En Goma (República Democrática del Congo) , el 17 de enero de 2002, la colada de lava del volcán Nyiragongo, llegó a la ciudad y engulló una parte del aeropuerto. Y no olvidemos la erupción en 1997 del Soufrière Hills en la isla de Montserrat, que destruyó, además del aeropuerto, la capital de la isla y una importante parte de la mitad sur de la isla.
O el caso del cordón Caulle-Puyehue en Chile, cuando la erupción del 4 de junio de 2011 llenó de cenizas amplias zonas de Chile, Argentina y Uruguay.
Y podríamos citar bastantes encuentros desafortunados entre la lava y cenizas (en realidad rocas y cristales de 2 mm o menos de longitud) de los volcanes y la aviación.

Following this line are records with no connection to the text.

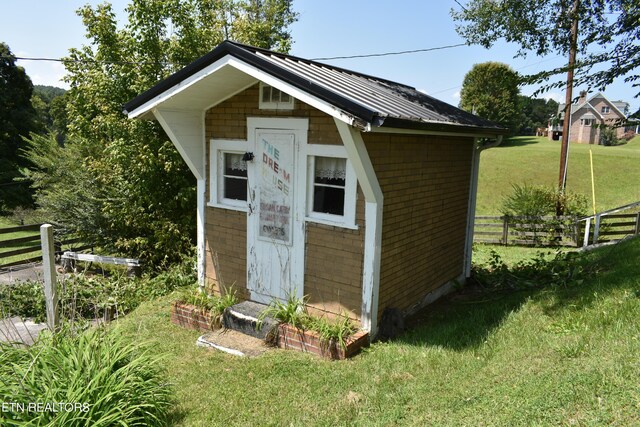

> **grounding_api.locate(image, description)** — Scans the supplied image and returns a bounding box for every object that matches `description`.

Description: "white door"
[247,124,304,303]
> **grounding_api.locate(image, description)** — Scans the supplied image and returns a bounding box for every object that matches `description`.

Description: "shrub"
[260,294,357,348]
[501,184,587,243]
[0,328,171,426]
[177,287,238,327]
[471,250,599,290]
[0,258,196,322]
[0,281,46,322]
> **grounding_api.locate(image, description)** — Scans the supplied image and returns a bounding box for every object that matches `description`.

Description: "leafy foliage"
[471,251,600,290]
[451,0,640,116]
[518,95,558,135]
[600,125,627,147]
[23,0,296,265]
[501,184,587,244]
[0,329,172,427]
[501,184,587,217]
[259,294,357,348]
[176,286,238,328]
[0,43,36,213]
[460,62,520,133]
[31,85,67,143]
[0,252,196,322]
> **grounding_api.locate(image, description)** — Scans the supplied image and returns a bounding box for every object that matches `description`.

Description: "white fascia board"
[229,58,355,129]
[464,138,481,278]
[369,126,498,138]
[152,108,206,179]
[127,55,232,119]
[334,119,384,337]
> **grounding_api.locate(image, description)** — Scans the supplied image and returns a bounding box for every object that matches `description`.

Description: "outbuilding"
[124,41,505,335]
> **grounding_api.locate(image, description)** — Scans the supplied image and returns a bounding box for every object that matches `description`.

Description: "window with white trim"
[220,151,247,201]
[307,145,357,228]
[259,82,293,110]
[209,140,248,210]
[311,156,347,216]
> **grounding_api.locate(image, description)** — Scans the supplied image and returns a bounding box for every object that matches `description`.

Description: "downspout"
[464,135,502,279]
[196,111,209,290]
[334,118,383,338]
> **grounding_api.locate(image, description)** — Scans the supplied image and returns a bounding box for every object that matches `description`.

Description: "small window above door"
[259,83,293,110]
[208,139,248,211]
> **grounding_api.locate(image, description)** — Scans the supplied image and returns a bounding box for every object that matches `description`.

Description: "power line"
[311,43,467,61]
[8,43,467,65]
[11,56,178,65]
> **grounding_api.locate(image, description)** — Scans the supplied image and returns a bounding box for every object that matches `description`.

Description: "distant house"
[548,91,633,144]
[125,41,507,335]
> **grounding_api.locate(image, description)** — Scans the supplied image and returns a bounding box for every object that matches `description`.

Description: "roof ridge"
[223,40,416,90]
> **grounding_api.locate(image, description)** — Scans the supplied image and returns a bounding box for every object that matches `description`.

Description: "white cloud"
[22,61,69,89]
[543,92,564,103]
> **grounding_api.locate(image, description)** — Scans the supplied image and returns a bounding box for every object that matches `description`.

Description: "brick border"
[171,301,215,332]
[277,323,369,360]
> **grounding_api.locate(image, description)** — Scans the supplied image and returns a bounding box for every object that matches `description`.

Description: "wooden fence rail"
[0,224,93,268]
[473,213,640,246]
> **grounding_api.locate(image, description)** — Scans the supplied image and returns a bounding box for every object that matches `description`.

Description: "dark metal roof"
[124,41,506,134]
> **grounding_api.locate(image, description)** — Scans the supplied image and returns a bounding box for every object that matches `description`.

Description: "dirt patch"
[198,329,274,357]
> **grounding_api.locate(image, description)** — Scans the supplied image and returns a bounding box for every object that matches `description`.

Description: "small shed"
[124,41,506,335]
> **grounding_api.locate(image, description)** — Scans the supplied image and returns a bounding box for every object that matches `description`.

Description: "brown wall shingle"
[363,134,473,313]
[205,84,364,318]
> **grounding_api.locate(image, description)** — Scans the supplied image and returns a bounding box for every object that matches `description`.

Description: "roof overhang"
[124,42,507,137]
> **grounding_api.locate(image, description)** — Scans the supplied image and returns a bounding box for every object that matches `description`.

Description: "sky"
[0,0,640,111]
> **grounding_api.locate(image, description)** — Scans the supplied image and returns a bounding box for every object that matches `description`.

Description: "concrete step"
[222,301,278,339]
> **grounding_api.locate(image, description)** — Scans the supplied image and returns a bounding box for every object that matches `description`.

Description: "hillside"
[116,238,640,426]
[477,136,640,215]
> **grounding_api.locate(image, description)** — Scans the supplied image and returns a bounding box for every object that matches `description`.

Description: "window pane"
[314,157,347,187]
[313,185,344,215]
[224,177,247,200]
[223,153,247,177]
[262,85,271,102]
[313,157,347,215]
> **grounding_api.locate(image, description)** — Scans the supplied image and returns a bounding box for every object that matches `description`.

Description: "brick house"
[124,41,506,335]
[548,91,629,144]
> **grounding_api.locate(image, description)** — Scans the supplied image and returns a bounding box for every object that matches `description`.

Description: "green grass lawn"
[477,136,640,215]
[116,239,640,426]
[0,217,40,265]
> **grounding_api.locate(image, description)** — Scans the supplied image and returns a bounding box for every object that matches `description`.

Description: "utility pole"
[556,0,580,215]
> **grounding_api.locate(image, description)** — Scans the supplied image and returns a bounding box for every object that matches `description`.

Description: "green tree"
[31,85,67,142]
[0,43,36,212]
[460,62,520,133]
[451,0,640,117]
[518,95,558,135]
[32,0,296,264]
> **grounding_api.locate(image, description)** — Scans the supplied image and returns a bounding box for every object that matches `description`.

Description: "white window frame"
[305,144,358,230]
[258,82,293,110]
[207,139,249,212]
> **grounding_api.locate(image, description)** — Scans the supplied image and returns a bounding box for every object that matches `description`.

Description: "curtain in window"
[224,153,247,171]
[315,157,347,180]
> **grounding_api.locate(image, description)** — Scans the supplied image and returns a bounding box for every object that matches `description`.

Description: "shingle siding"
[363,134,473,314]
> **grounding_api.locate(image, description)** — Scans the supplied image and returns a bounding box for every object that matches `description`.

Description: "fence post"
[40,224,60,332]
[582,217,591,248]
[593,214,600,245]
[502,215,509,246]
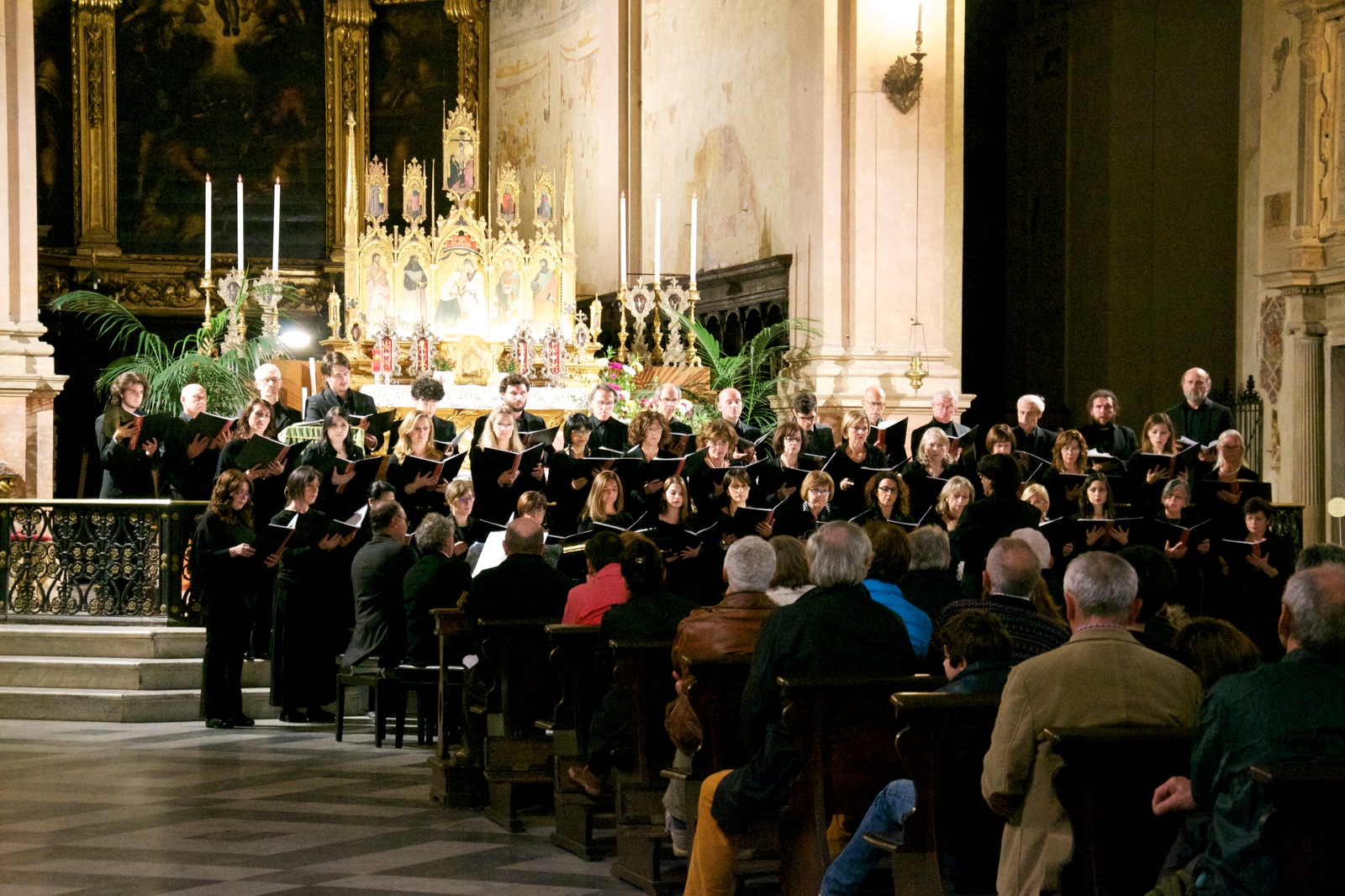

Es precisamente el tamaño de los componentes de la ceniza lo que hace que los radares de aviones y controladores no sean capaces de detectar estas nubes y alertar de su presencia. Normalmente el primer aviso, que suele llegar tarde, para los pilotos es la aparición del fuego de San Telmo en el frontal del avión, y un olor a azufre que entra por el sistema de presurización, a veces acompañado por las partículas más pequeñas en forma de polvo en el aire de la cabina.
Especialmente los casos de encuentros en vuelo citados hicieron que la aviación comenzase a ponerse en alerta ante las erupciones volcánicas y los peligros que suponían. En las nubes de ceniza las piedras suelen estar formadas por silicatos, cuyo punto de fusión está por debajo de la temperatura de funcionamiento de muchos motores en su núcleo. El material fundido pasa a zonas más frías del motor y se pega a álabes y cualquier otra superficie con la que entre en contacto, pudiendo “soldar” zonas móviles con zonas estáticas, y causar daños al motor. Otro peligro es que la ceniza actúa como un papel de lija sobre las superficies del avión. Y puede llegar a hacer que las ventanas de la cabina de los pilotos queden esmeriladas y estos no puedan ver el exterior a la hora de aterrizar.
Pero sin duda, fue la erupción del Eyjafjallajokull en Islandia desde el 20 de marzo de 2010 la más famosa para la aviación. La nube de cenizas que se formó ocupó parte del Atlántico y de Europa. Tanto que las autoridades de numerosos países casi paralizaron el transporte aéreo en el norte de Europa entre los días 14 al 20 de abril. Se estima que más de 10 millones de viajeros se vieron afectados por esto, y que los costes superaron los 1.200 millones de euros.
Con todo esto, podemos ver algunos de los riesgos a los que se pueden enfrentar los aviones que vuelen cerca de la isla de La Palma durante la actual erupción volcánica. Aunque no estemos, en términos volcánicos ante una erupción masiva como algunas de las que hemos señalado, la ceniza no deja de ser ceniza.